Après une décennie couronnée de succès et un retour aux affaires réussi, les Allemands de Kreator sont un peu à la croisée des chemins. L'euphorie du retour au thrash avec "Violent Revolution" en 2001 est retombée alors que "Hordes Of Chaos", sorti en 2009, était trop brouillon voulant ridiculement sonner brutal à l'extrême. De fait, Petrozza et ses hommes sont à un peu au pied du mur : le groupe approche des 30 ans de carrière et il ne peut plus se permettre de se manquer au risque de passer pour une formation dépassée. "Phantom Antichrist" était donc très attendu d'autant plus que le thrash n'a jamais aussi été en forme, que ça soit avec les jeunes formations, Evile ou Municipal Waste en tête, ou avec les grands anciens comme Overkill, Testament ou Death Angel.
Cette concurrence, et les doutes entourant "Hordes Of Chaos", semblent avoir boosté Kreator qui, pour ce 13ème album, se réveille enfin de sa torpeur. Le groupe a enfin osé modifier sa formule, revenant à des choses plus mélodiques et abordables, nous renvoyant un peu à l'époque du décrié "Endorama", et saupoudrant son thrash originel d'une pincée de death mélodique, pas si loin d'un Arch Enemy. Le résultat est brillant : en 9 titres et 46 minutes Kreator remet les choses en place et repart à la conquête de son trône. Certains puristes du thrash risquent de hurler, mais la qualité des chansons fait oublier ce genre de critiques très rapidement.

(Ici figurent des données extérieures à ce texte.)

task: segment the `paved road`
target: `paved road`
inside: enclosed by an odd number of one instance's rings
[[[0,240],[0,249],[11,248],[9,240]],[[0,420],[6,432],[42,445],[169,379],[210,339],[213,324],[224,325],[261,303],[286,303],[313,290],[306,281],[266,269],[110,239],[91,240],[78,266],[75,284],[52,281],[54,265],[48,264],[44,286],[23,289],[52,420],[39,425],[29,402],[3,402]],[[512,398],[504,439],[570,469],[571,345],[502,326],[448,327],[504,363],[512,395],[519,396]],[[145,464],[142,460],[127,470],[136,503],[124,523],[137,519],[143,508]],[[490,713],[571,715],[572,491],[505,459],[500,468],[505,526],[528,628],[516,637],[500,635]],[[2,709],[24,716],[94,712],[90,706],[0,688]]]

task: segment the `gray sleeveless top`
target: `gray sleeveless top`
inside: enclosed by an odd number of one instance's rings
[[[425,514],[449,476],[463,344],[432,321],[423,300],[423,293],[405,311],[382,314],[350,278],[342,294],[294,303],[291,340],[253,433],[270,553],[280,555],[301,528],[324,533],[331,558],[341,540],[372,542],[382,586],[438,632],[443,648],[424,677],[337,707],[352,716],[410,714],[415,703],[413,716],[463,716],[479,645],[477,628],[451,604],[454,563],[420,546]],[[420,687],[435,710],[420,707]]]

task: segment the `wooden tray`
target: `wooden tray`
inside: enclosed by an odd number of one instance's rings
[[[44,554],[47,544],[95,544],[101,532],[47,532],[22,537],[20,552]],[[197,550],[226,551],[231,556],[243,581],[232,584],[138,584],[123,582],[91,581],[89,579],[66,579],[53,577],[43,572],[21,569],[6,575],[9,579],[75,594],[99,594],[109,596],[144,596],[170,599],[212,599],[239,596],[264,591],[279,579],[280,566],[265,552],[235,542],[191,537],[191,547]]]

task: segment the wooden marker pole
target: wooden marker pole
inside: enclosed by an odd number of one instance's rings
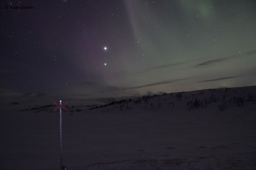
[[[61,100],[60,100],[60,104],[61,105]],[[61,108],[60,108],[60,170],[62,170],[62,129],[61,124],[62,121],[62,115],[61,114]]]
[[[62,129],[61,128],[61,124],[62,122],[62,115],[61,115],[61,108],[66,111],[68,110],[68,108],[64,107],[68,105],[68,102],[65,102],[63,105],[61,105],[61,100],[60,100],[60,104],[54,102],[53,104],[57,105],[58,107],[53,109],[54,111],[55,111],[60,109],[60,170],[62,170]]]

Il y a de tout au programme de ce disque très varié, sans temps morts ni remplissages. On y retrouve bien evidemment du thrash qui déboite avec "Phantom Antichrist", "Civilisation Collapse" et "Death To The World", titres redoutables parfaitement interprétés et idéaux pour se déboiter le cou lors des concerts. Petrozza hurle comme si sa vie en dépendait sur chaque refrain tandis que ses compères balancent riffs et soli redoutables de puissance, sans jamais tomber dans le côté bruitiste récent, avec cette petite touche mélodique qui fait la différence.

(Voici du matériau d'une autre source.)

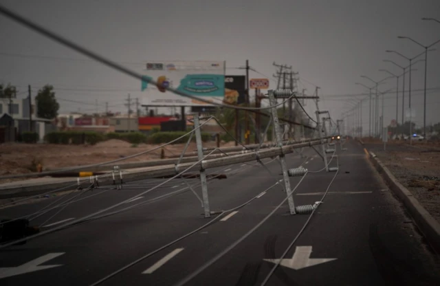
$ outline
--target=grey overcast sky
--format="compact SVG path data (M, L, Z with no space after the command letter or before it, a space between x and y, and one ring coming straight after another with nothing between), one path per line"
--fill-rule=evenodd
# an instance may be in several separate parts
M299 72L300 89L319 91L322 109L340 118L348 99L366 92L355 82L388 76L379 69L400 74L407 57L424 49L397 36L429 45L440 39L438 0L272 0L269 1L185 0L0 0L1 5L70 40L140 72L147 60L226 60L227 74L244 74L234 67L245 60L260 73L272 76L274 61ZM12 20L0 16L0 82L19 86L25 96L27 85L34 94L46 83L55 87L61 112L100 111L109 102L122 111L128 93L140 98L140 82L61 46ZM440 44L428 54L427 124L440 121ZM50 57L43 58L43 57ZM420 58L423 58L423 56ZM423 124L424 63L417 63L412 75L412 105L417 125ZM262 77L250 72L251 77ZM272 87L274 86L274 82ZM408 77L406 77L408 90ZM402 90L402 78L399 90ZM395 78L380 86L394 94L385 97L385 122L395 117ZM101 89L96 91L96 89ZM104 91L102 90L104 89ZM105 90L107 89L107 90ZM113 90L112 90L113 89ZM335 95L347 95L336 98ZM348 96L348 95L351 95ZM336 100L338 99L339 100ZM342 100L341 100L342 99ZM74 100L78 102L69 102ZM402 114L399 94L399 122ZM408 107L408 92L405 96ZM368 102L364 102L367 127ZM314 104L306 109L313 111Z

Cohabitent avec ces titres des chansons plus recherchées. "From Flood Into Fire" surprend avec son introduction mélodique que ne renierait pas la scène de Göteborg, son refrain accrocheur et épique et surtout un break chanté en clair et acoustique qui lui donne une belle force émotionnelle. Avec "Your Heaven, My Hell", Kreator s'amuse à retrouver en grande partie le son de "Outcast" et de "Endorama" avec cette superbe première partie en chant clair très mélodique. Le combo lâche les chevaux dans la deuxième partie mais garde cette force émotionnelle et mélodique qui fait la différence. "Until Our Paths Cross Again" conclut l'album en beauté avec un ton plus recherché qui renvoie à la fois au son des années 90 et à la recherche musicale d'un Iron Maiden, laissant une grande place aux mélodies de guitare et mettant à l'honneur un superbe refrain. Enfin on a du très bon avec "United In Hate" et "The Few, The Proud, The Broken" qui mélangent parfaitement les deux facettes mélodiques et thrash. La première par une introduction douce et prenante, la seconde par des breaks apaisants et des passages de guitares plus heavy mélodique que thrash, les deux titres gardant de plus des passages ultras violents ne faisant pas de quartiers.

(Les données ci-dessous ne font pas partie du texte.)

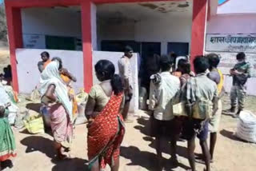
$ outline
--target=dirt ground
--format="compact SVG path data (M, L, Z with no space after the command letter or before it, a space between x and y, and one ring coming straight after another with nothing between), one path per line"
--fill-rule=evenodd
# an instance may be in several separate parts
M0 50L2 53L2 50ZM8 55L1 56L0 66L8 62ZM3 57L5 56L5 57ZM2 68L1 68L2 70ZM1 71L0 71L1 72ZM21 96L19 106L26 106L24 96ZM229 107L228 96L223 99L224 109ZM29 104L29 105L31 104ZM36 105L36 104L32 104ZM256 113L256 97L248 97L246 108ZM142 113L142 111L140 111ZM256 145L242 141L236 138L238 119L222 115L215 152L214 163L211 165L213 171L255 171ZM132 124L126 125L126 132L121 148L121 171L154 170L156 161L154 139L149 136L150 122L148 118L137 118ZM14 167L5 170L14 171L85 171L87 169L86 157L86 125L77 126L73 143L70 161L58 161L53 147L53 137L50 133L31 135L26 131L14 129L16 144L17 157L13 159ZM172 168L168 162L170 157L169 145L164 148L166 170L182 171L189 169L186 159L186 143L178 142L178 168ZM198 142L195 153L201 153ZM202 171L204 165L197 164L198 171ZM106 170L110 170L107 169Z

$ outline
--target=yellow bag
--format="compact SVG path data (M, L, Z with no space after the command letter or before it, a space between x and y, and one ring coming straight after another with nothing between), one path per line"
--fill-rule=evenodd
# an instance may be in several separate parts
M187 117L185 109L185 102L182 101L173 105L173 113L176 117Z
M42 117L41 115L28 116L23 120L26 129L30 133L44 133L45 128L43 125Z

Véritable concentré de puissance utilisée intelligemment et de mélodies particulièrement mises à l'honneur, "Phantom Antichrist" est un grand disque qui se place au panthéon du genre. En sachant utiliser à son avantage les aspects mélodiques de ses compositions, Kreator frappe un grand coup, revient au sommet de son art et reprend une grande longueur d'avance dans ce thrash mélodique qu'il maitrise si bien.